As discussed in a recent Long International article, The Importance and Value of “Notice” Provisions in Construction Contracts,1 failure to provide proper and timely notice may limit the contractor’s ability to recover its increased costs of performance. Some of the key factors required by standard contract form notice provisions are as follows:
- Notice must be in writing;
- Written notice must be served to a specific designated party;
- Notice must be given as soon as the notifying party becomes aware of the circumstances of an impact event or condition;
- Notice must be given within a defined time period;
- Notice for time and additional cost impacts must be given if both are deemed involved;
- Details of the actual or anticipated effects of any impacts, if practicable;
- Estimates of the extent of any time and cost impact;
- Supporting documentation must be submitted within a specified time frame (possible second notice period);
- Specific schedule and work activities affected; and
- Cause, effect, and length.
All of the contractually required information associated with a notice, as listed above, may not be immediately available when the event triggering a requirement for a notice occurs.
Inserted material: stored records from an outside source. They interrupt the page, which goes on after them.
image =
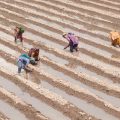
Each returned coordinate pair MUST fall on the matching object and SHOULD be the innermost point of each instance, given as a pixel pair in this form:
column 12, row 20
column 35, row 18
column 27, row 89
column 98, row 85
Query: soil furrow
column 82, row 77
column 95, row 68
column 71, row 89
column 20, row 105
column 87, row 10
column 53, row 99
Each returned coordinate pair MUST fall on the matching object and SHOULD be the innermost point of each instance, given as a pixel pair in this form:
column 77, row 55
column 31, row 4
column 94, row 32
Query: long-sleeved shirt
column 72, row 38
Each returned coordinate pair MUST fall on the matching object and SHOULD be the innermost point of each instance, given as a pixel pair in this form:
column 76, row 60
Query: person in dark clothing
column 73, row 41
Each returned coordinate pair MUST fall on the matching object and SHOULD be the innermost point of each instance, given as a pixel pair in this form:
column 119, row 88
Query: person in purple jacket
column 73, row 41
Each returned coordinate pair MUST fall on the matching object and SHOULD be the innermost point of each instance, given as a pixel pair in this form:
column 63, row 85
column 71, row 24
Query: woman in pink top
column 73, row 41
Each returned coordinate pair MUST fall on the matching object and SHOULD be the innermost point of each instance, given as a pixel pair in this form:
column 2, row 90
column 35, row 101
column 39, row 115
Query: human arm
column 67, row 46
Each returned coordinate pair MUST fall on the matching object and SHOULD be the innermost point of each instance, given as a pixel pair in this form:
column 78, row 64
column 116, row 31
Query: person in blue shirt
column 23, row 62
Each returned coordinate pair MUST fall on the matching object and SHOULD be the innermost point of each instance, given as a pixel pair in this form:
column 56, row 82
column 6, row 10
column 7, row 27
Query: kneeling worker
column 24, row 63
column 73, row 41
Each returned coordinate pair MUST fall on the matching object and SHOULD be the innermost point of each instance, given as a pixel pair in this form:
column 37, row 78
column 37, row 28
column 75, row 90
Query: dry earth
column 64, row 86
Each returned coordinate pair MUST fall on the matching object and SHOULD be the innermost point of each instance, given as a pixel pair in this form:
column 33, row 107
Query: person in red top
column 18, row 35
column 73, row 41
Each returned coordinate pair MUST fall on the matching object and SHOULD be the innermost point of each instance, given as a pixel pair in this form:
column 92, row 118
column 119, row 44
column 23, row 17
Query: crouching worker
column 24, row 63
column 115, row 38
column 19, row 34
column 73, row 41
column 34, row 55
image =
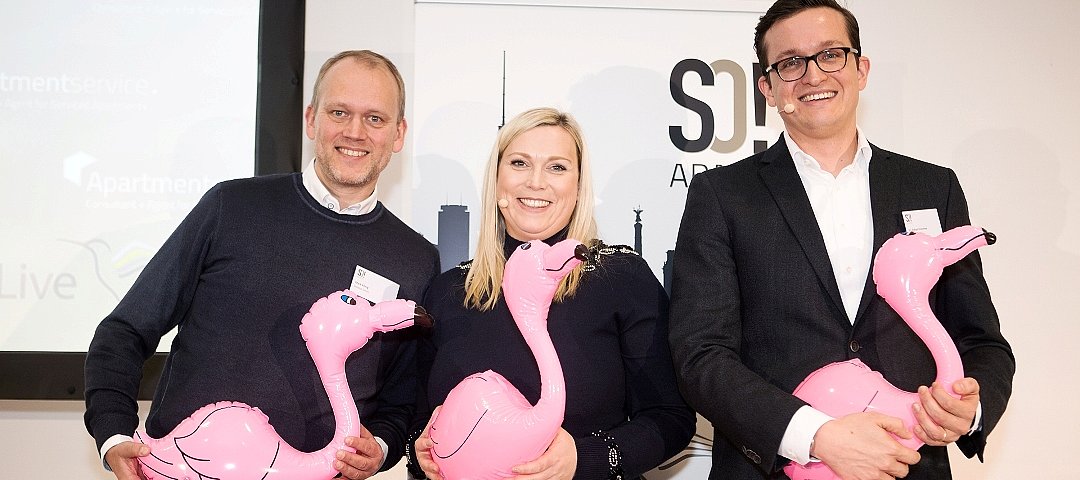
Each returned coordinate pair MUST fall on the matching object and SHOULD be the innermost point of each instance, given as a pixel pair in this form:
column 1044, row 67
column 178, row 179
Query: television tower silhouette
column 453, row 236
column 669, row 265
column 637, row 229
A timely notice should still be provided regarding the event or problem with an indication that more detailed information will be provided at a later date.
To facilitate their preparation, sample notice letters are provided for the following events:
- Constructive change for additional work
- Directed acceleration
- Access delay
- Late or defective owner-furnished equipment or materials
- Differing site conditions
- Change directive
- Claim for extras in advance of work being performed
- Claim for extras after work was performed
- Request for extension of time and additional compensation
- Multiple problems
- Noncompliance notice to subcontractor
- Change order proposal transmittal letter
- Change order execution transmittal letter
- Request for time extension due to severe weather
- Request for CPM data if owner or construction manager is maintaining the schedule
. . . Download PDF article to view sample notice letters.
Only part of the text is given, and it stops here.